Hap A and Hap C had different alleles in all SNPs. This suggests that Hap A and Hap C may have different evolutionary pathways. However, Hap A and Hap B are likely evolutionarily derived since they had similar SNP haplotypes (Table 3) and both haplotypes carried 9A pattern at 5′ of the CGG repeats tract (Figures 2 and 3). The evolution of CGG repeats is likely from primitive small to large CGG repeats. An evolutionary study of the CGG repeats of the FMR1 gene showed that most nonprimate mammals have a small number of uninterrupted CGG repeats with a mean of ~8 repeats, while the repeats of primates are larger with a mean of ~20 repeats and more highly specific interruptions [20]. Therefore, we hypothesize that there may be two distinct pathways in our findings. First, chromosomes with 29 and 30  CGG repeats may independently arise from Hap A and Hap C by gradual replication slippage or recombination via the smaller alleles [20] and were stable by the 9A9A9 and 10A9A9 patterns, respectively [11, 21]. Second, the 6A pattern was linked to chromosomes with Hap B possibly derived from chromosomes with Hap A (major pathway) or Hap C (minor pathway). Simplified pathways of the hypothesis are shown in Figure 3. In addition, perhaps the 6A pattern enhances the stability of CGG repeat tracts [22, 23]. Thus, chromosomes with 36  CGG repeats linked to the 6A pattern have become the third most common allele in only Asian populations. It is also relevant to note that, to date, the 6A pattern has been exclusively found in Asians [511]. A study based on an Eskimo population indicated that the 6A pattern has been stably conserved for 15,000–30,000 years, since this group migrated from Asia to North America [7].
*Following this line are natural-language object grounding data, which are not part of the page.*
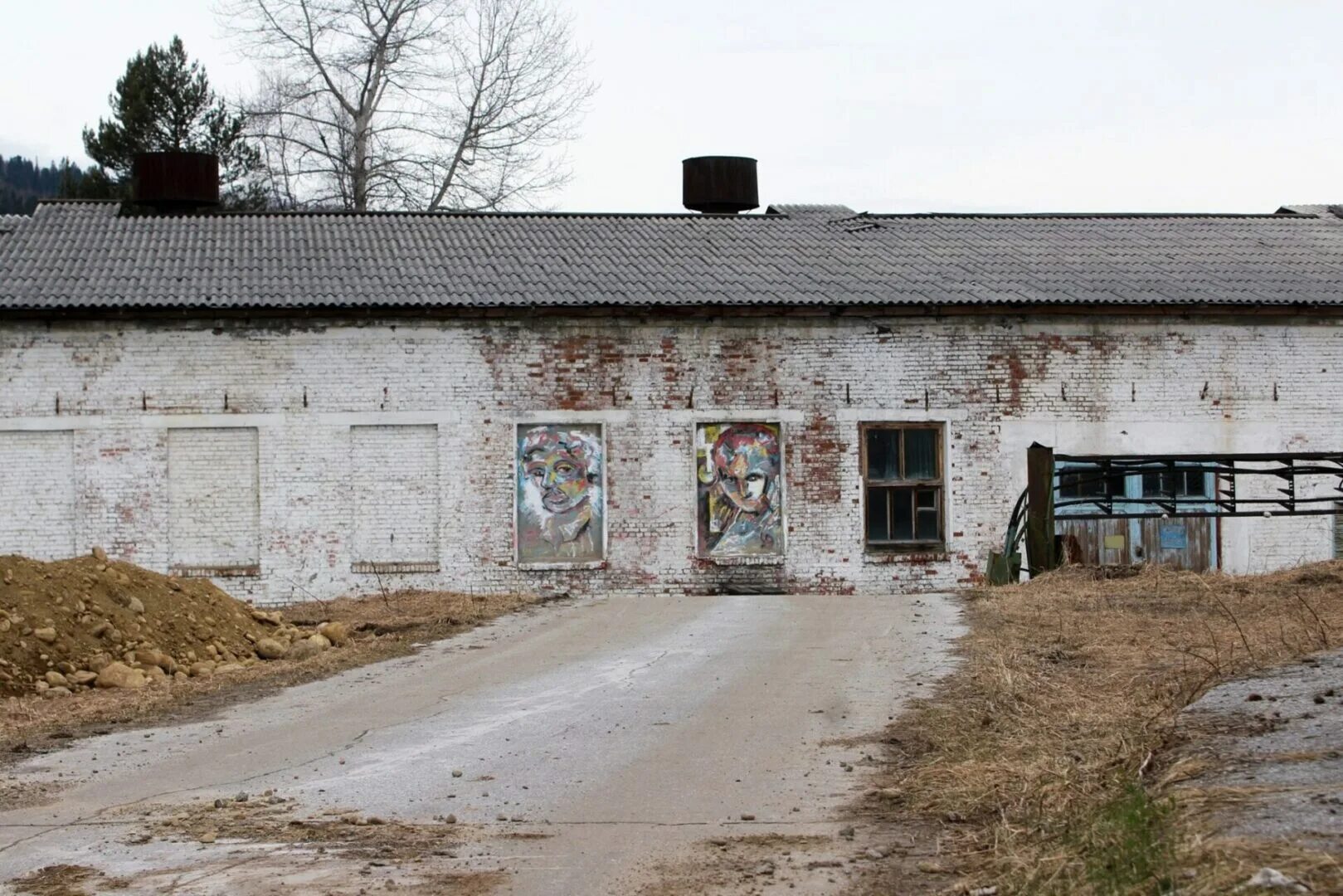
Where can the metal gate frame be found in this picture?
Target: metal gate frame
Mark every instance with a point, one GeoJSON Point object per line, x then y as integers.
{"type": "Point", "coordinates": [1033, 514]}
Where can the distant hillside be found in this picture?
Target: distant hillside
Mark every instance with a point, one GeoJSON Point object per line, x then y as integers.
{"type": "Point", "coordinates": [23, 183]}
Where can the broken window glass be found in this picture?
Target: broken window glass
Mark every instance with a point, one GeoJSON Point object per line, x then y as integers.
{"type": "Point", "coordinates": [903, 476]}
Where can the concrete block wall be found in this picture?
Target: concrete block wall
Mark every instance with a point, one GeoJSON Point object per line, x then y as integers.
{"type": "Point", "coordinates": [377, 441]}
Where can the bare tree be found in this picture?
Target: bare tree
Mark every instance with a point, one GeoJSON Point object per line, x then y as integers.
{"type": "Point", "coordinates": [412, 104]}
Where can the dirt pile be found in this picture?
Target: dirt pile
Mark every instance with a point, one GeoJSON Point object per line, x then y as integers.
{"type": "Point", "coordinates": [93, 622]}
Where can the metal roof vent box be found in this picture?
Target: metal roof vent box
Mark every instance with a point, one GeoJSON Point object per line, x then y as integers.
{"type": "Point", "coordinates": [718, 184]}
{"type": "Point", "coordinates": [175, 182]}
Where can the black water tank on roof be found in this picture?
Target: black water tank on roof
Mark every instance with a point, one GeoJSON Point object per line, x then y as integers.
{"type": "Point", "coordinates": [175, 182]}
{"type": "Point", "coordinates": [718, 184]}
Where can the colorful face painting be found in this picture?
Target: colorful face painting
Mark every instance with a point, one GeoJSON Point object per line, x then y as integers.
{"type": "Point", "coordinates": [740, 496]}
{"type": "Point", "coordinates": [560, 505]}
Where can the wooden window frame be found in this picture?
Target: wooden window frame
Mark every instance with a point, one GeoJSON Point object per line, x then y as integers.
{"type": "Point", "coordinates": [937, 484]}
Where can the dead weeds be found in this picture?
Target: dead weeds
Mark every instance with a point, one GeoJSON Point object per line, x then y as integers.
{"type": "Point", "coordinates": [1047, 758]}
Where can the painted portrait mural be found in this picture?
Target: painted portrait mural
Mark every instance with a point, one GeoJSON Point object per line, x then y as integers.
{"type": "Point", "coordinates": [740, 489]}
{"type": "Point", "coordinates": [560, 500]}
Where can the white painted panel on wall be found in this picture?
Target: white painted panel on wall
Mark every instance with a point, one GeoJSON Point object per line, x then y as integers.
{"type": "Point", "coordinates": [38, 494]}
{"type": "Point", "coordinates": [214, 501]}
{"type": "Point", "coordinates": [394, 479]}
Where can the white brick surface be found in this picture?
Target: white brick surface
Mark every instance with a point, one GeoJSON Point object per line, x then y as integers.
{"type": "Point", "coordinates": [333, 485]}
{"type": "Point", "coordinates": [394, 480]}
{"type": "Point", "coordinates": [38, 494]}
{"type": "Point", "coordinates": [214, 497]}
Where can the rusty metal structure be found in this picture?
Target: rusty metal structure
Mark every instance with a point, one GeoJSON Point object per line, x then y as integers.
{"type": "Point", "coordinates": [1076, 488]}
{"type": "Point", "coordinates": [175, 182]}
{"type": "Point", "coordinates": [718, 184]}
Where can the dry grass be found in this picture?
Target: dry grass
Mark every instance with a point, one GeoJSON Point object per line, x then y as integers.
{"type": "Point", "coordinates": [384, 626]}
{"type": "Point", "coordinates": [1048, 754]}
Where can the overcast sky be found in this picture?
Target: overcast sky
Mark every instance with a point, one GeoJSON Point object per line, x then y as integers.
{"type": "Point", "coordinates": [884, 105]}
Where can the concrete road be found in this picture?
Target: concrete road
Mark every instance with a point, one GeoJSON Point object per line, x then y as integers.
{"type": "Point", "coordinates": [616, 731]}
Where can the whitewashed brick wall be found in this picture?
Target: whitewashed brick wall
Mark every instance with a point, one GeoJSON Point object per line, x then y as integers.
{"type": "Point", "coordinates": [214, 499]}
{"type": "Point", "coordinates": [38, 494]}
{"type": "Point", "coordinates": [333, 485]}
{"type": "Point", "coordinates": [394, 480]}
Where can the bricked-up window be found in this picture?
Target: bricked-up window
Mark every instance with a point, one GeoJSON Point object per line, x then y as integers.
{"type": "Point", "coordinates": [902, 472]}
{"type": "Point", "coordinates": [1338, 533]}
{"type": "Point", "coordinates": [38, 494]}
{"type": "Point", "coordinates": [394, 479]}
{"type": "Point", "coordinates": [214, 501]}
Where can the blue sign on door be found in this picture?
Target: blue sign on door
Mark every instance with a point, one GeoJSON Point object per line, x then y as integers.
{"type": "Point", "coordinates": [1174, 538]}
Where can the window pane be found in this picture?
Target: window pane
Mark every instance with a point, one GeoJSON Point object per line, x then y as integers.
{"type": "Point", "coordinates": [1085, 483]}
{"type": "Point", "coordinates": [920, 455]}
{"type": "Point", "coordinates": [883, 455]}
{"type": "Point", "coordinates": [904, 514]}
{"type": "Point", "coordinates": [878, 505]}
{"type": "Point", "coordinates": [926, 522]}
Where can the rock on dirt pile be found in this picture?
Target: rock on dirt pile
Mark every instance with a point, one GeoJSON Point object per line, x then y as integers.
{"type": "Point", "coordinates": [93, 622]}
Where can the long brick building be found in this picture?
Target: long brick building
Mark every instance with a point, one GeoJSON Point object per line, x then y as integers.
{"type": "Point", "coordinates": [807, 399]}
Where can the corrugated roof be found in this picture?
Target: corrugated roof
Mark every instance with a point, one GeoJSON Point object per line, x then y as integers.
{"type": "Point", "coordinates": [86, 256]}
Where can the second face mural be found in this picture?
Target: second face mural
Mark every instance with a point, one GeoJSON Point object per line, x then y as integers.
{"type": "Point", "coordinates": [740, 489]}
{"type": "Point", "coordinates": [560, 500]}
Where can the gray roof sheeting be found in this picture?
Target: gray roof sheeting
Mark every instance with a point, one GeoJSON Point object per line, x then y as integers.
{"type": "Point", "coordinates": [71, 256]}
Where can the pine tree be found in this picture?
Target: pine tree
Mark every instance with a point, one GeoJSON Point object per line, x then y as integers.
{"type": "Point", "coordinates": [164, 102]}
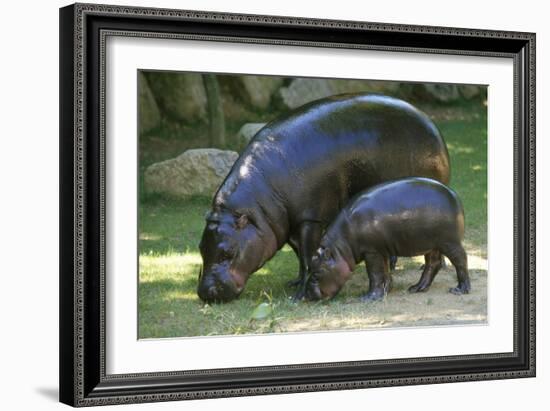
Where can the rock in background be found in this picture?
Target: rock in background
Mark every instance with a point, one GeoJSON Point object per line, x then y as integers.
{"type": "Point", "coordinates": [304, 90]}
{"type": "Point", "coordinates": [254, 91]}
{"type": "Point", "coordinates": [248, 131]}
{"type": "Point", "coordinates": [194, 172]}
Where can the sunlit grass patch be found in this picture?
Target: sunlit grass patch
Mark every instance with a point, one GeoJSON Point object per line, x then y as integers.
{"type": "Point", "coordinates": [169, 263]}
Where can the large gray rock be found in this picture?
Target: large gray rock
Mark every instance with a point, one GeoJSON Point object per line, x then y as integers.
{"type": "Point", "coordinates": [304, 90]}
{"type": "Point", "coordinates": [248, 131]}
{"type": "Point", "coordinates": [180, 96]}
{"type": "Point", "coordinates": [149, 113]}
{"type": "Point", "coordinates": [443, 93]}
{"type": "Point", "coordinates": [194, 172]}
{"type": "Point", "coordinates": [254, 91]}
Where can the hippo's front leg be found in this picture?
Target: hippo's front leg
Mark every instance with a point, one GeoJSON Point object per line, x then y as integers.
{"type": "Point", "coordinates": [379, 277]}
{"type": "Point", "coordinates": [309, 240]}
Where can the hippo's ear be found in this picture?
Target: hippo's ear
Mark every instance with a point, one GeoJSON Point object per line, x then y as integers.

It has been proposed that AGG interruptions play a crucial role in maintaining the stability of the CGG repeats since premutation alleles often contain only one AGG or no AGG interruptions [3, 4, 2426]. Haplotypes analysis using microsatellites near the FMR1 gene (DXS548-FRAXAC1-FRAXAC2) found that specific haplotypes were associated with the loss of AGG interruptions of the CGG repeats in Caucasians [27] and Jewish Tunisians [28]. In contrast, the findings in African Americans using those three microsatellites and the SNP, ATL1 did not show a haplotype association with CGG repeats instability [29]. Also, our findings in this study support earlier studies where the SNP haplotype association between nearby SNPs and AGG interruption patterns in CGG repeats of the FMR1 gene likely reflects linkage disequilibrium in each population [9, 17, 30]. Therefore, it is difficult to determine if an associated haplotype is a real factor for CGG repeats instability or a linkage disequilibrium in a specific population [31].

5. Conclusion

Our study showed new evidence that the specific haplotype (Hap B) was strongly linked to the 6A pattern in Thai subjects since almost all chromosomes with Hap B had at least one 6A configuration, regardless of CGG repeats (i.e., 10A6A9, 12A6A9, 9A9A6A6A9, and 9A9A9A6A8A9). The 6A pattern and Hap B may have originally occurred in the ancestors of Asian populations. However, we could not completely exclude that the findings may be by chance or sample selection bias. Further studies of SNP haplotypes and AGG interruption patterns in other Asian populations would be warranted, to confirm and expand on our findings.

Conflict of Interests

The authors declare that they have no conflict of interests.

Acknowledgments

The authors would like to thank Ms. Charunee Maharat, Ms. Supaporn Yangngam, and Ms. Oradawan Plong-On for technical assistance. This work was supported by the Graduate School, Prince of Songkla University (EC. 48/364-010), and was partly supported by the National Center for Genetic Engineering and Biotechnology (BIOTEC) Grant no. BT-B-01-MG-18-4814.